McGill was studious lad with aspirations of a journalism career in America. Perversely, his own teachers do their concerted best to stifle his ambition and self-esteem. Though he plugs away for a while, peer pressure finishes the job started by the leveling educational system. Eventually acquiescing to social realities, McGill seeks acceptance amongst the semi-organized gangs of NEDs, Non-Educated Delinquents. Of course, he hardly gets any positive reinforcement at home, but at least his absent elder brother Benny’s street cred greases his entrée into the hooligan life.

NEDS is a tragic film about the sheer waste of not just McGill’s potential but that of his contemporaries. It is a story very much of it time and place, where social mobility was discouraged from below just as much as from above (if not more so). Still, its inclusion in a showcase of British cinema (featuring the Union Jack in its logo) might be a tad controversial for many Scots, including the majority Scottish National Party.

Be that as it may, NEDS creates a strong sense of depressed 1970’s Glasgow with seamless period detail. While the “husky” Conor McCarron must be dashed big for fourteen, he is convincingly sullen and resentful.

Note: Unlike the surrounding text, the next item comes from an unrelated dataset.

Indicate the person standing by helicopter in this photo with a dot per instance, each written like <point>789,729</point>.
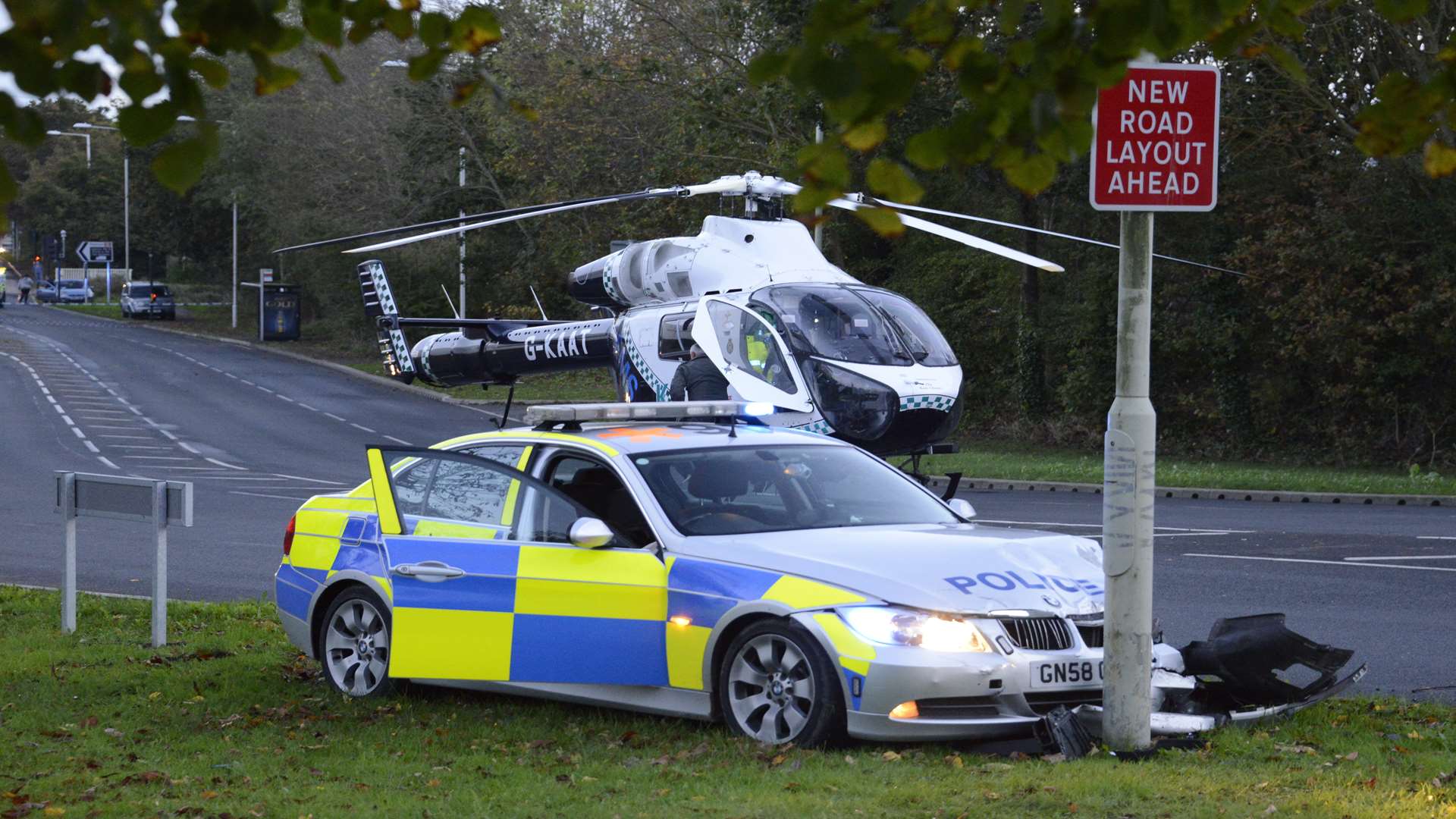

However, Mullan himself leaves the film’s most indelible impression as McGill alcoholic father. An abusive and broken man, his turn as the senior McGill is not a pretty picture, but it is a very human one.

Despite the fine performances (as characters who often seem as if they would be at home in Frederick Wiseman social welfare documentary), NEDS largely covers familiar ground. Mullan (currently best known for directing The Magdalene Sisters and his lead performance in Ken Loach’s My Name is Joe, but soon to be seen in Deathly Hollows part two) can definitely stage a rumble, but there are no surprises to be found in his naturalistic amorality tale.

Essentially, viewers will probably take away from NEDS just how badly the UK needed a middle class green grocer’s daughter to take the reins of government in 1979 (though one supposes this was hardly the intention). Respectable but never extraordinary, NEDS screens tonight (6/23) at the IFC Center and next Saturday (7/2) at the Howard Gilman Theater in the brand new and shiny Elinor Bunin Munroe Film Center.